Both sides have relied on the financial position of the other. None of the parties appears to have substantial assets and all appear to face significant liabilities. Warren J., in a judgment mentioned earlier, summarised Mr. Simms’ own evidence as to his financial position at paragraphs 70 and 74-75. Both sides face a similar risk as regards the existing stay. If it is lifted but Mr. Conlon and Mr. Harris later establish their claim against Mr. Simms, there is a strong chance that they will not recover from him any amount paid in respect of the existing judgment. If it is not lifted and Mr. Conlon and Mr. Harris fail in their claim against Mr. Simms, there is a strong chance that Mr. Simms will not recover the amount of the judgment from them.
On balance, I have come to the conclusion that the stay should not be lifted at this point. Both Mr. Conlon and Mr. Harris must understand that this is almost certainly their last chance. Unless they now progress their claim with urgency, it will be difficult to resist a further application by Mr. Simms to lift the stay. The terms of my order as to the stay remain. Mr. Simms is entitled to apply to lift the stay on five days notice in the event of further delay. The liberty to apply is not restricted to delay but, plainly it would arise in the event of further delay on the part of Mr. Conlon and Mr. Harris.
There are two steps which must now be taken within a very short timetable. First, there must be an exchange of witness statements. Secondly, there must be a case management conference at which there can be decided, among other things, how this action is to be tried, whether all issues are to be tried at one trial or some issues ahead of others and whether liability and quantum are to be split. There is, if this action is to proceed, a crying need for a case management conference as a matter of urgency.

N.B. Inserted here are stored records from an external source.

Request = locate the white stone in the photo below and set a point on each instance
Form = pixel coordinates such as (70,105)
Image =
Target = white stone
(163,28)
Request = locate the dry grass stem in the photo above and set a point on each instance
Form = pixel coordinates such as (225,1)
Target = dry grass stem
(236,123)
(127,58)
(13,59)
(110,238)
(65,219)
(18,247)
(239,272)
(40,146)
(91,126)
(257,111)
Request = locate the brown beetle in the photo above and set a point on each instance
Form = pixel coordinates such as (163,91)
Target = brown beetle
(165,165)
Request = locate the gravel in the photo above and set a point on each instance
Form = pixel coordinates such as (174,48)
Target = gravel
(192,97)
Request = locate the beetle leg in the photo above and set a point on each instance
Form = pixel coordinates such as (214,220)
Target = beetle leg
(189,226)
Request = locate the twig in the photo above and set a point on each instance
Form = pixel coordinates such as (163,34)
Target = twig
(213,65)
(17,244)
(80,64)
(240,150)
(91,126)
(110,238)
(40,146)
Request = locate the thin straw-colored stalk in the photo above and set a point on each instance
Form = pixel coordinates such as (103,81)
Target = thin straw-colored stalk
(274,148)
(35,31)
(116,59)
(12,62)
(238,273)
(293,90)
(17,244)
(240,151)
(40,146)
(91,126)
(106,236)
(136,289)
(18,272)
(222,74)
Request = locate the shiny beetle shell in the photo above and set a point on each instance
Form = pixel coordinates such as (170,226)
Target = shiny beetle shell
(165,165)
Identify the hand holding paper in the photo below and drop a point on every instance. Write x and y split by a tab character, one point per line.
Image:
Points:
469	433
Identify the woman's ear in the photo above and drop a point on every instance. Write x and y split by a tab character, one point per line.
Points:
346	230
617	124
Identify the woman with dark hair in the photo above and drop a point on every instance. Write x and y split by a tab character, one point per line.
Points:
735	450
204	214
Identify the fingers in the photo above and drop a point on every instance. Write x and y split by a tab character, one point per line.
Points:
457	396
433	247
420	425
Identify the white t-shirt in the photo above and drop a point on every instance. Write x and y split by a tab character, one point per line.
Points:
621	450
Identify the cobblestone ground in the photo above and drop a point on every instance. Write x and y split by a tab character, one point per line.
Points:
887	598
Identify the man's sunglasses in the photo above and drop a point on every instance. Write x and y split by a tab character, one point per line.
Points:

In the action brought by Mr. Conlon and Mr. Harris against Mr. Simms, I will give the following directions. First, I will extend time as provided in the order of the Court of Appeal for the exchange of witness statements to 9th November 2007. Secondly, I will direct that Mr. Conlon and Mr. Harris should immediately take steps to fix a case management conference before the Master. The case management conference is to be held not before 26th November, giving the parties two weeks to see each other’s witness statements and consider their positions, but I will order that an expedited date be given for that case management conference. On that basis, I dismiss the present application by Mr. Simms for the stay on the judgment against Mr. Conlon and Mr. Harris to be lifted. That concludes the matter so far as substance is concerned.